A TV Pitch:
Each week we kidnap a different billionaire* and drop them on a deserted island with some basic survival tools.
Our contestants then hunt and kill the billionaire**.
Each episode concludes with a communal meal of roasted billionaire***.
Here are the opening credits, which are entirely original and not in any way derivative. Any resemblance to pre-exisiting TV shows is purely coincidental.
Here they are again as a .gif:
Reckon I need about £10 billion to make the pilot but once that one’s done each subsequent episode should get cheaper, ‘cos we’ll be expropriating and redistributing each billionaires’ wealth as we go.
If you have the means and want to help make the pilot episode happen you can chip in here: PayPal.Me/AnnNarkeh
Yes, you can bring your own weapons, so long as they conform to our rigorous health and safety checks.

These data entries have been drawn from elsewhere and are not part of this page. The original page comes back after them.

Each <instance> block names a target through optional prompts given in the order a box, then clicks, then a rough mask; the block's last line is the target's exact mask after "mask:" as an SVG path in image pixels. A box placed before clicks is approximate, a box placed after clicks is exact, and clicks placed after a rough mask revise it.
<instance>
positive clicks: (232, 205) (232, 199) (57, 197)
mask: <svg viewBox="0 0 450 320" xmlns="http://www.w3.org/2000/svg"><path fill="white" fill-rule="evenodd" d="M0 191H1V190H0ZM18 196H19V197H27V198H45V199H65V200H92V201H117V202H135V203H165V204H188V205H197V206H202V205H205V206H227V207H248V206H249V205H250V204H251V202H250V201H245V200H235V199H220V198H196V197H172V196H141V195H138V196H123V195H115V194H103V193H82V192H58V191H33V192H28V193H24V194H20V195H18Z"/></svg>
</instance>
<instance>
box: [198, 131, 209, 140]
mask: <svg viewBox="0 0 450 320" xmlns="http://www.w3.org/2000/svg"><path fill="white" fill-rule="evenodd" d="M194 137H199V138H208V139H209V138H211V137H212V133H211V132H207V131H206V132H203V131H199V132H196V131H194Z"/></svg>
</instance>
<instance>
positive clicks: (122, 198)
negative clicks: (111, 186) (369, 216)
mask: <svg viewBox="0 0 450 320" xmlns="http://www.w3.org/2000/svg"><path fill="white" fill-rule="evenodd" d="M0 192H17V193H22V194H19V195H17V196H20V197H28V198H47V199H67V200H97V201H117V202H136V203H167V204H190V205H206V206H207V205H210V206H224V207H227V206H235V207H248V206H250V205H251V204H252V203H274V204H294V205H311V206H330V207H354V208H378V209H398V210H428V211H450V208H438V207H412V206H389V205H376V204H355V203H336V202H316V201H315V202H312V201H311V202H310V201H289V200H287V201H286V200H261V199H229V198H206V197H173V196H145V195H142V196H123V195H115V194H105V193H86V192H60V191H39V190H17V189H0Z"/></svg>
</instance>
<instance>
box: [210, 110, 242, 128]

Yes, there will be BBQ sauce and mustard and a wide range of other condiments.
No, you don’t have to partake in eating the billionaires. There will be vegetarian and vegan options available. (Everybody has to pretend it’s billionaire though, for the cutaways).
There are currently 2k odd billionaires in the world so we would be looking to syndicate the show internationally and will be aiming for 5 primetime shows per week.
Once we run out of billionaires we’ll move on to millionaires.
There will be special episodes for trophy hunters, who will be hunted by the orphans of the animals they killed.
If you’re interested in being a contestant, email your CV with a covering letter to annnarkeh(at)protonmail(dot)com and sign up here:
*This post is intended to be #PostSatire
**Amazing that I had to add this disclaimer
***Sign of the times though, some people are really dumb and Post Satire isn’t funny.